En la historia de las sociedades modernas aparece frecuentemente la violencia. También en la historia pasada y reciente de la sociedad chilena. El fascismo europeo y las dictaduras latinoamericanas son la mejor muestra del uso sistemático y brutal de la violencia. Ésta destruye la vida humana, naturaleza e infraestructura. Además deja huellas profundas en las víctimas y victimarios. A las sociedades y comunidades, víctimas de actos violentos, les cuesta mucho sobreponerse y reconciliarse. La violencia genera heridas profundas, desconfianza, temor, rencor e incluso, ánimos de venganza. Una vez que se instala en una comunidad o sociedad resulta difícil expulsarla o superarla por medios pacíficos y civilizados.

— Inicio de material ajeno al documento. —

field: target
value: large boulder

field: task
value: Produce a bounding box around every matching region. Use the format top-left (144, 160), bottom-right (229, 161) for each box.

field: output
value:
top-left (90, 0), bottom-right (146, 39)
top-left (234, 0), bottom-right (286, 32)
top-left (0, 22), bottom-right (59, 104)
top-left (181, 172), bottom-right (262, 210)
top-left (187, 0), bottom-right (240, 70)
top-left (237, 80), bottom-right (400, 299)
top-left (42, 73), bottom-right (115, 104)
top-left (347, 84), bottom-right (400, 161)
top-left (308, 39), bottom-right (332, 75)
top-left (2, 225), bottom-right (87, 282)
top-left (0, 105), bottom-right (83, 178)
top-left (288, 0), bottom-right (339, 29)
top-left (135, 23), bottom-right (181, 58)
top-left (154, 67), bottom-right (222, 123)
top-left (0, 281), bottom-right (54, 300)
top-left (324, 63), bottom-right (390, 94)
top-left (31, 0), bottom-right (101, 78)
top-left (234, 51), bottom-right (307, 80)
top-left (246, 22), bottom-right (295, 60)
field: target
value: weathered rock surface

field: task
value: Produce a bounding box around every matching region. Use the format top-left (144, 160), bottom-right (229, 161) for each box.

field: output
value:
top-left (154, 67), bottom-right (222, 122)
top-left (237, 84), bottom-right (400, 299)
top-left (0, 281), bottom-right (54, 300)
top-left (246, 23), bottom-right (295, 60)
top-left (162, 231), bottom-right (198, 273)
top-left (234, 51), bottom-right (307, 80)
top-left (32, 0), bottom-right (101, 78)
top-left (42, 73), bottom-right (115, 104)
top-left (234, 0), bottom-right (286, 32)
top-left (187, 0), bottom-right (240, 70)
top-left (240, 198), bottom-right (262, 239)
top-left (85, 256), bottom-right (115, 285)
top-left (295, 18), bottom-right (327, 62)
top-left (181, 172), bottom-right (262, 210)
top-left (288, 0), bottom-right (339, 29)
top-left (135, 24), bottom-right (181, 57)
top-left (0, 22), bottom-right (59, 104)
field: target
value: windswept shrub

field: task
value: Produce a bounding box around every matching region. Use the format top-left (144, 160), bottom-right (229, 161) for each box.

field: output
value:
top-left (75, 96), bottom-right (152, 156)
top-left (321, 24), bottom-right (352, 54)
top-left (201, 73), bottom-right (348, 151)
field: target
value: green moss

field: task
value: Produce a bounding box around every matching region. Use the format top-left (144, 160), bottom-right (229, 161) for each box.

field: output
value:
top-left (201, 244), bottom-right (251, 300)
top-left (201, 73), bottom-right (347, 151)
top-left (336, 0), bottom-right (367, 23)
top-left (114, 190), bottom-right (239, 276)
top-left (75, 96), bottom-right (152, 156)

La violencia representa la incapacidad de resolver conflictos mediante el diálogo, la intercomunicación humana y el consenso social. Desde el punto de vista institucional implica la impronta de mantener el orden establecido de las cosas e impedir cambios. Puede tratarse de un orden injusto, carente de equidad y de la existencia de grupos de poder que se niegan a compartir la riqueza producida por todos.
Sociedades con escasa o nula movilidad social propenden irremediablemente al conflicto, debido a que no ofrecen a las personas las oportunidades adecuadas para progresar y realizarse como tales. Una sociedad que se moderniza y crece económicamente como la chilena, pero que al mismo tiempo no distribuye la riqueza, genera simultáneamente grandes expectativas y fuertes frustraciones personales y sociales, lo que se manifiesta en resentimiento social y desapego a las instituciones y autoridades. Los desheredados (Oscar Dávila, Los jóvenes y el futuro, 2008: 312), jóvenes de escaso capital social, fuertemente carenciados, aunque ingresen a la universidad, enfrentan insuperables obstáculos para avanzar en una sociedad que niega la necesaria movilidad y que, además, los discrimina.
La brecha social y cultural, producida por la inequidad, es múltiple y antropológicamente compleja y, por lo mismo, genera malestar colectivo e individual, especialmente en una sociedad como la chilena que fomenta la individualización consumista, sin la debida protección social integral. El paternalismo y asistencialismo neoliberal - que se traduce en que toda vez que el mercado falla, actúa con algún tipo de subsidio o crédito estatal – que domina el sistema social chileno, no considera a los beneficiarios como ciudadanos con plenos derechos. Entonces, el actuar autónomo no es más que un signo de desesperación y malestar social que expresa: falta de inclusión y derechos ciudadanos. A pesar de todo, nada justifica la violencia en la universidad, ni verbal ni material; de minorías estudiantiles ni de la policía.
El problema de fondo es estructural: el Estado chileno debe duplicar sus aportes financieros a la educación superior, como lo exige el informe reciente de la OCDE. La comunidad universitaria debe trabajar por estas metas y seguir construyéndose sobre la base del diálogo, la reflexión crítica, la solidaridad, el respeto mutuo y la ampliación de la democracia.